Goßner: Es geht über das Leben selber, nur über den letzten Abschnitt, als sie in Gefangenschaft kam und der Klerus, die Kirche, versucht sie zur Rücknahme ihrer Ketzerei zu bewegen. Sie wehrt sich standhaft. Es ist ein Hin und Her der Gefühle, aber letztendlich widerruft sie ihre Worte nicht und wird dann verbrannt.

DOMRADIO.DE: Der Film gilt als ein Meilenstein in der Filmgeschichte. Er steht auch in der Film-Liste des Vatikan. Da werden insgesamt 45 Filme aufgeführt, die der Heilige Stuhl für besonders empfehlenswert hält. Was macht ihn so besonders?

Alte Filmrollen und Filmklappen / © Jag_cz (shutterstock)
Alte Filmrollen und Filmklappen / © Jag_cz ( shutterstock )

Goßner: Ich bin kein Film-Spezialist und ich habe den Film auch selber noch nicht gesehen. Aber es soll wohl die Regie sein. Die Art und Weise, wie mit Technik und Schnitt umgegangen wurde, galt damals als ein Novum in der Filmgeschichte.

DOMRADIO.DE: Passt Orgelmusik für Sie da? Hätte man den Film damals vielleicht mit einer ganz anderen Musik untermalt?

Goßner: Das würde ich nicht sagen. In den Kinos gab es natürlich Klaviere, aber es gab auch sogenannte Kino-Orgeln, die heute eine Rarität sind. Wenn heute eine Kino-Orgel auftaucht, wird die gehegt und gepflegt.
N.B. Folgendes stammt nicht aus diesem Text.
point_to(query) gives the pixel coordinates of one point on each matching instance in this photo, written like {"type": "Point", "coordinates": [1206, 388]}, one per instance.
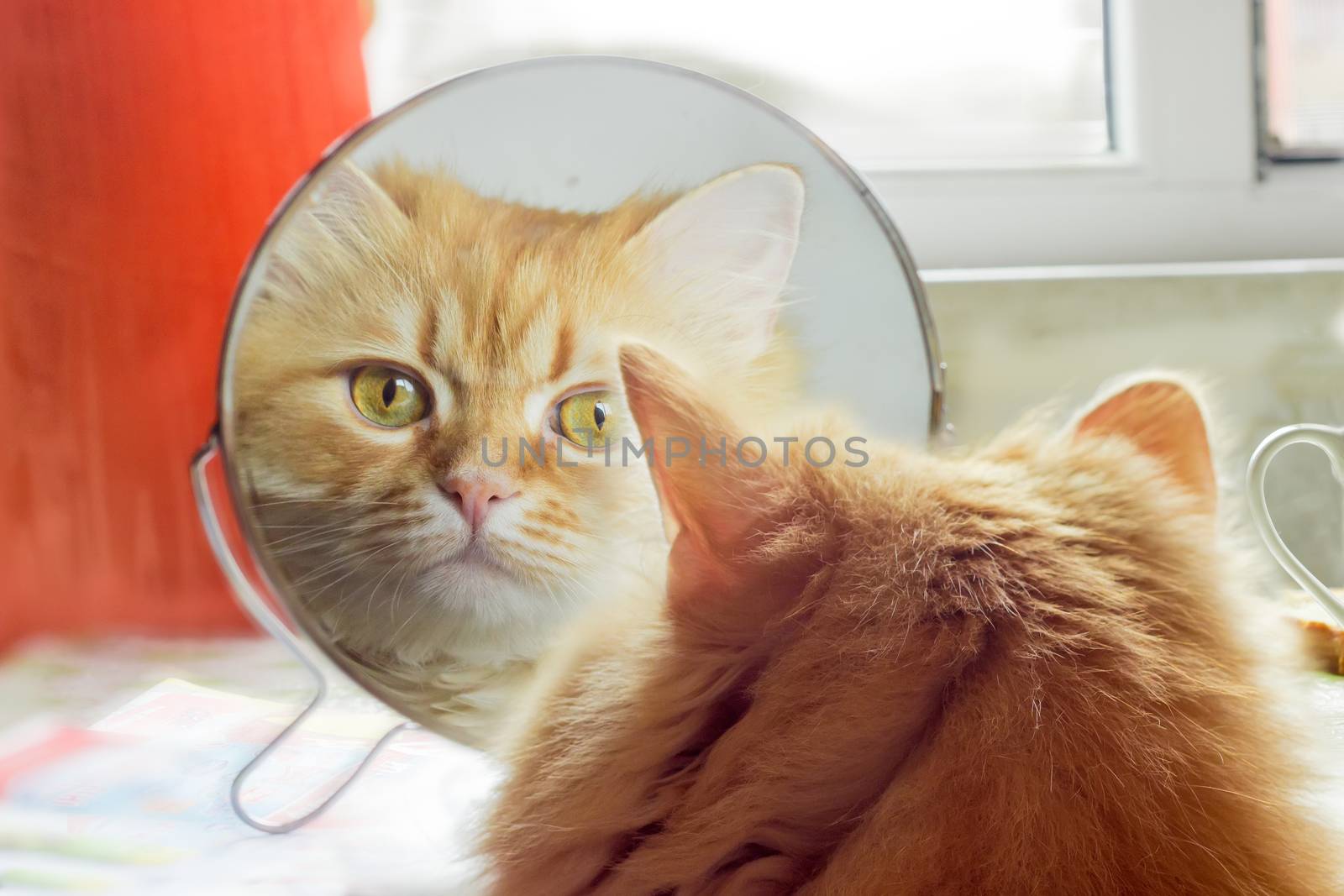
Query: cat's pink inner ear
{"type": "Point", "coordinates": [710, 504]}
{"type": "Point", "coordinates": [355, 210]}
{"type": "Point", "coordinates": [723, 251]}
{"type": "Point", "coordinates": [1164, 421]}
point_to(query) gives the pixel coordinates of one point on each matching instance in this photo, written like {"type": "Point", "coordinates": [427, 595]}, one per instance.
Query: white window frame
{"type": "Point", "coordinates": [1183, 184]}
Die Technik ist im Grunde wie bei der richtigen Orgel mit Pfeifen und allem drum und dran, allerdings hat sie viel mehr Spielhilfen, so, dass man Klänge schneller wechseln kann. Aber die Orgel selber, als Begleitinstrument, ist nichts Außergewöhnliches.

DOMRADIO.DE: Von jetzt bis zum 19. November gibt es noch zwei weitere Stummfilme, die in Sankt Aposteln gezeigt werden sollen. Was finden Sie persönlich reizvoll an Stummfilmen?
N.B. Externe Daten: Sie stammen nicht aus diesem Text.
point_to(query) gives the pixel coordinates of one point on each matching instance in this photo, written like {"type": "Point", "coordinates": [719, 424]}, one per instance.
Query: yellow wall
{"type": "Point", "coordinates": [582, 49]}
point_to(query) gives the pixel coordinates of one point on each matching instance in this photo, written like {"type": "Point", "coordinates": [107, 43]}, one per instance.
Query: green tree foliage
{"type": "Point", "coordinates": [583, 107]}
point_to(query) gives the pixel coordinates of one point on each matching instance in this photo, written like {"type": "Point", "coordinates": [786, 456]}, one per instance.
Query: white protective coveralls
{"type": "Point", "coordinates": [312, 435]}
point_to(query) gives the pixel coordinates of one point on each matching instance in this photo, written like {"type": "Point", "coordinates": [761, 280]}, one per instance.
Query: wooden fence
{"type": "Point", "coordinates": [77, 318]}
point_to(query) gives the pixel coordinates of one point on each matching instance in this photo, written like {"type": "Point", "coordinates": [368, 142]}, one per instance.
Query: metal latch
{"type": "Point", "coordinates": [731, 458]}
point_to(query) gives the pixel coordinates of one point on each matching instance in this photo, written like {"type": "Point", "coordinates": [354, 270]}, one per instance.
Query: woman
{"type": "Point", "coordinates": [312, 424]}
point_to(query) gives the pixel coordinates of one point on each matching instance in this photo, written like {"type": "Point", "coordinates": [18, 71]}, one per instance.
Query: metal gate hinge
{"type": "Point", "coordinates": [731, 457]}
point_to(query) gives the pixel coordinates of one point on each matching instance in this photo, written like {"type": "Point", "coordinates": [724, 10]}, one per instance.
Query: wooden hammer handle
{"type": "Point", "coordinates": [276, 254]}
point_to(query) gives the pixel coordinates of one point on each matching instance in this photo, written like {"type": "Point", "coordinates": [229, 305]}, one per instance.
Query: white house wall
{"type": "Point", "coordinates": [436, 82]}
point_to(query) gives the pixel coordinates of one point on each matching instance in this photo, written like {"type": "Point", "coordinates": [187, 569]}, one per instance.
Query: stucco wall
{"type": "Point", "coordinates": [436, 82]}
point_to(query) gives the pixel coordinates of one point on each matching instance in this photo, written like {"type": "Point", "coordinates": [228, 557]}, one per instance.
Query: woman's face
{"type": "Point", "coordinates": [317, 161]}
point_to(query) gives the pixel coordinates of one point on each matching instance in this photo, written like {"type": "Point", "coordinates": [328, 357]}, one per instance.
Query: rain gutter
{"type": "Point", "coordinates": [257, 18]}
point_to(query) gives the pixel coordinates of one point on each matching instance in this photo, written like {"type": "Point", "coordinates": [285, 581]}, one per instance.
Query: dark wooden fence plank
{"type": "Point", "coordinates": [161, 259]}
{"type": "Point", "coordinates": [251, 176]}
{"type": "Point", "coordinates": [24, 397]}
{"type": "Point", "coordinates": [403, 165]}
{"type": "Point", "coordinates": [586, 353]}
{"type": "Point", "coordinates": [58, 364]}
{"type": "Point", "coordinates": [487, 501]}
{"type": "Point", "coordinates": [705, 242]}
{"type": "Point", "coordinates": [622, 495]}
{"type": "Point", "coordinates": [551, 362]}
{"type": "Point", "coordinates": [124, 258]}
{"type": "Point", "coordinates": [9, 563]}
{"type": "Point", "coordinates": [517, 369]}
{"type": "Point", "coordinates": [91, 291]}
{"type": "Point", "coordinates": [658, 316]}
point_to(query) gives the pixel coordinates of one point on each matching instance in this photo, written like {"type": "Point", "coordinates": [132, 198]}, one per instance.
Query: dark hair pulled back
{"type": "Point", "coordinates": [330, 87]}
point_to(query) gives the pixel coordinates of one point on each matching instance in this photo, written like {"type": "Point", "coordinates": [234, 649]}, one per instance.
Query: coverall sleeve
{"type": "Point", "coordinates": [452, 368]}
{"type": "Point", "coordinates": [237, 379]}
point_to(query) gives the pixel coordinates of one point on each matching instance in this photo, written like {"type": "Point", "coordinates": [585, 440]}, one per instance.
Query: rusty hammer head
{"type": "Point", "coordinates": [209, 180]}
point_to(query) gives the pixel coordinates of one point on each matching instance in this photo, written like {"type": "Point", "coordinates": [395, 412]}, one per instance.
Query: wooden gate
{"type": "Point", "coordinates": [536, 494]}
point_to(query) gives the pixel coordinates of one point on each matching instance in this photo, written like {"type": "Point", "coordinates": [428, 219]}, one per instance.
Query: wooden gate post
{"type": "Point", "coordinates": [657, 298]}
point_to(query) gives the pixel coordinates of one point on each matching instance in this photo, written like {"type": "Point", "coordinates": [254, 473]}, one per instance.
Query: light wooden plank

Goßner: Es sind erst mal gute Filme und es spielt für mich nicht die große Rolle, ob da jetzt Musik vom Band oder ob Text gesprochen wird. Für mich geht es um die Filme selber, wie die gemacht worden sind, um die Aussage und die Spannung, die der Film erzeugt. Ob es eine spannende Geschichte ist, die erzählt wird.

DOMRADIO.DE: Werden Sie mehr auf die Musik als auf das Bild achten?

Goßner: Beides. Ich kenne die Musik nicht. Niemand kennt die außer George Warren. Ich kenne den Film ja selber noch nicht. Das ist in gewisser Weise ein Gesamtkunstwerk.

Das Interview führte Dagmar Peters.

Filmliste des Vatikan

In der Filmliste des Vatikans werden 45 Filme aufgeführt, die aus Sicht des Heiligen Stuhls sehr empfehlenswert sind. Sie wurde 1995, anlässlich des 100-jährigen Jubiläums des Kinos erstellt. Die Filme sind unterteilt in die drei Kategorien Religion, Werte und Kunst. In jeder Kategorie gibt es 15 Filme.

Die Liste umfasst Komödien, Horrorfilme, Stummfilme, Western und Kriegs- und Animationsfilme genau wie Science-Fiction-Streifen.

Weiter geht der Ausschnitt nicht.